Purpose
The purpose of this study is to examine how child carers develop their roles through training as an additional contact person for children of parents suffering from mental disorders. Furthermore, the study aims to examine how these contact persons can support children and their parents at an early stage in the children's lives. The study questions how child carers describe their own development in relation to the ongoing training programme in which they are participating, and how they describe the evolution of their work and impact of this development on the children.
Result
The study shows that the theories presented in the further education programme were relatively unknown to the child carers. They benefited greatly from the combination of self-study (which was not part of the design), lectures and study groups. The child carers summarise their learning and development process in six themes: the desire to do good, the development of 'to think' to 'to understand', interactive learning, the need to see the child's perspective, pedagogical implications and self-reflection. Throughout the programme the child carers developed close relationships with the children.
Design
Four child carers participated in the study. These child carers attended a further education programme over three years while they worked as regular child carers at a Swedish daycare centre.

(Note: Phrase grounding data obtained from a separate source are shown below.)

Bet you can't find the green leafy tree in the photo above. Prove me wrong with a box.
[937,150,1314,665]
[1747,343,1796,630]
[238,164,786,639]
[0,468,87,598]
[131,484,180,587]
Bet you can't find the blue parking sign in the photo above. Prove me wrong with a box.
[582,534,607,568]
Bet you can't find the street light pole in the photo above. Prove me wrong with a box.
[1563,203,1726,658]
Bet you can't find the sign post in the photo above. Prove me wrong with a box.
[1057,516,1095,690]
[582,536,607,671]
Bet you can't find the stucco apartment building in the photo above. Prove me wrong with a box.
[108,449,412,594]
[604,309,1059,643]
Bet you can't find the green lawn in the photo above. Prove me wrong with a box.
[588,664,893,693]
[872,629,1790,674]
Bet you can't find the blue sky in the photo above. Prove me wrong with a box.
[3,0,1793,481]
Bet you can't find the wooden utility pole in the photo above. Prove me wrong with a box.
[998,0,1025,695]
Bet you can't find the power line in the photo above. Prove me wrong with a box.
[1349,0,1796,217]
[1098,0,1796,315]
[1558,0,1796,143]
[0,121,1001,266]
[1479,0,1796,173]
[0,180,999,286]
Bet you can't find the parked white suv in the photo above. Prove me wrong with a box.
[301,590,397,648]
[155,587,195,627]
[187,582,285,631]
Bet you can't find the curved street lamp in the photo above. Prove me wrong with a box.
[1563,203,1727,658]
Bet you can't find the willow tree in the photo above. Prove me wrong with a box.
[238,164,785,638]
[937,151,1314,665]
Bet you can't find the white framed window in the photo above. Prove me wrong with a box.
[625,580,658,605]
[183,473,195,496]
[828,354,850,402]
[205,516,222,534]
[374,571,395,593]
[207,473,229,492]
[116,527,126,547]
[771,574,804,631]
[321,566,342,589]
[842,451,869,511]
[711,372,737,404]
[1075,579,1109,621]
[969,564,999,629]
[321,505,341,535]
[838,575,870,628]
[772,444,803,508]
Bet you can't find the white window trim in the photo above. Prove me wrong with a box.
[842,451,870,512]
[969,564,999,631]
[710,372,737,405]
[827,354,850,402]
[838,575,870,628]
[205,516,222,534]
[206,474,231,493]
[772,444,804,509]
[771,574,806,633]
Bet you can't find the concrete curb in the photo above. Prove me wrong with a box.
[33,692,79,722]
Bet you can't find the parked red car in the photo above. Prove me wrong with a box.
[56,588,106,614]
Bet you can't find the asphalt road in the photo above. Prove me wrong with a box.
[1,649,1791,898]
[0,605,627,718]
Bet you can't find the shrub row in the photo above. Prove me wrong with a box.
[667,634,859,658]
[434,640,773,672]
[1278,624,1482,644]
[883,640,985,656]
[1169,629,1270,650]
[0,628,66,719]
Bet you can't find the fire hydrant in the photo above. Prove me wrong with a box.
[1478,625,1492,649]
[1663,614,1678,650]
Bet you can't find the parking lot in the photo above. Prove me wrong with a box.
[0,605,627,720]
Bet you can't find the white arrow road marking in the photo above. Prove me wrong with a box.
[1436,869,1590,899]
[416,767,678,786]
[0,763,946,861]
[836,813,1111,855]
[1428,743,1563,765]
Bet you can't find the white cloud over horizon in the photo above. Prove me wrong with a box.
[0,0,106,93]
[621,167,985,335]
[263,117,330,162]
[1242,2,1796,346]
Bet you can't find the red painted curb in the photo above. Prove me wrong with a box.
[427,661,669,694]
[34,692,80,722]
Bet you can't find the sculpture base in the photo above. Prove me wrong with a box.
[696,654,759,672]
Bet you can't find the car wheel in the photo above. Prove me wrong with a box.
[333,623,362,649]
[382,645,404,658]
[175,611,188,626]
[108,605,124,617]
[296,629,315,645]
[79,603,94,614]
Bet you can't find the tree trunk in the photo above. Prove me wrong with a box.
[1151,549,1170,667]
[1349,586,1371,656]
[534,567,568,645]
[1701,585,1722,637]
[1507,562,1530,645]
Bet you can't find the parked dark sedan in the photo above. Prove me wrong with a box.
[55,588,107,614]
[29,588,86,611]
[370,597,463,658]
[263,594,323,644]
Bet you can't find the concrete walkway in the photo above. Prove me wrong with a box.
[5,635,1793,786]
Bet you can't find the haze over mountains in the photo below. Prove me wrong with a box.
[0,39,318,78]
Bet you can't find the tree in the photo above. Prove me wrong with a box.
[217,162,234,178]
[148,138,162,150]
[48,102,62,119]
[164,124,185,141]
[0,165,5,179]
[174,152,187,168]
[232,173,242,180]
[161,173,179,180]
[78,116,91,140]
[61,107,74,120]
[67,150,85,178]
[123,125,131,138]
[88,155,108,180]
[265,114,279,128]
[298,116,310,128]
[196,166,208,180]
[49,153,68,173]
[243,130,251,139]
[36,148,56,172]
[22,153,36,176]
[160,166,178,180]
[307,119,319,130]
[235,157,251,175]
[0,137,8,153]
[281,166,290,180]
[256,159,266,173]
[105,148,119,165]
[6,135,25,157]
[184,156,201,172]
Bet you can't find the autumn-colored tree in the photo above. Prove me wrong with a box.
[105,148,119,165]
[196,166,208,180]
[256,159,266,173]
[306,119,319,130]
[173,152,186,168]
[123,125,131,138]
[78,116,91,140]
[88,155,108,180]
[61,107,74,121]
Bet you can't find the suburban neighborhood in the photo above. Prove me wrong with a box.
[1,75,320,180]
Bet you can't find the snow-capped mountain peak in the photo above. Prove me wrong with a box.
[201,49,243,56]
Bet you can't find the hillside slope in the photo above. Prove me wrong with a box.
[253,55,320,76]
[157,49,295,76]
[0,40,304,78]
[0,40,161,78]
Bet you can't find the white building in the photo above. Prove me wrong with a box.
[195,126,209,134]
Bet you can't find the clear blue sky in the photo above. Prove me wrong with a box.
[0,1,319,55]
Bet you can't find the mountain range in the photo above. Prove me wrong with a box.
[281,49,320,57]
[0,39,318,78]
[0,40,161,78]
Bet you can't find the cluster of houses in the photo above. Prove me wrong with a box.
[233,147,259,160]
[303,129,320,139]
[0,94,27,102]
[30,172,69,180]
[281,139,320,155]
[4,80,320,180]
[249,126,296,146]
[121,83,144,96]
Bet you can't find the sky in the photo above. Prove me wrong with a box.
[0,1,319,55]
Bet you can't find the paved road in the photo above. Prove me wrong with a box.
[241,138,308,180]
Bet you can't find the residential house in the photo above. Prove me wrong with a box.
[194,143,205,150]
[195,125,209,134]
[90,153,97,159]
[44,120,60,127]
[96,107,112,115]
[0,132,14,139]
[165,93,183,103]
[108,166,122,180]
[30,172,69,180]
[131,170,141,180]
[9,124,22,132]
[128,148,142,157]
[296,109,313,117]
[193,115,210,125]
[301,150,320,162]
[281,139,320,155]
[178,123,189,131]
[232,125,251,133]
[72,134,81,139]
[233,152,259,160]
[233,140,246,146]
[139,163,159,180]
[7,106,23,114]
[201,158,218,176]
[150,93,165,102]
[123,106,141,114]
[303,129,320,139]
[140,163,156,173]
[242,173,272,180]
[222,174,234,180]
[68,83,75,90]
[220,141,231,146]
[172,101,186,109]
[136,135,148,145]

All four child carers were attached to one child each with a mother or father with a mental illness. The further education programme included association theory, Stern's theory of the self-development of children and affect theory. The child carers received guidance from a child psychologist every other week, participated in study groups together and attended a lecture on mental illness. Data collection consists of conversations between child carers and the researcher as well as the child carers' logbooks. In total, the researcher had five interviews with each child carer over three years. The material has been analysed according to Polkinghorne's descriptions of narrative analysis.
References
Hagström, B. (2010). Kompletterande anknytningsperson på förskola. Malmø: Malmö Studies in Educational Sciences No. 48, Malmö högskola.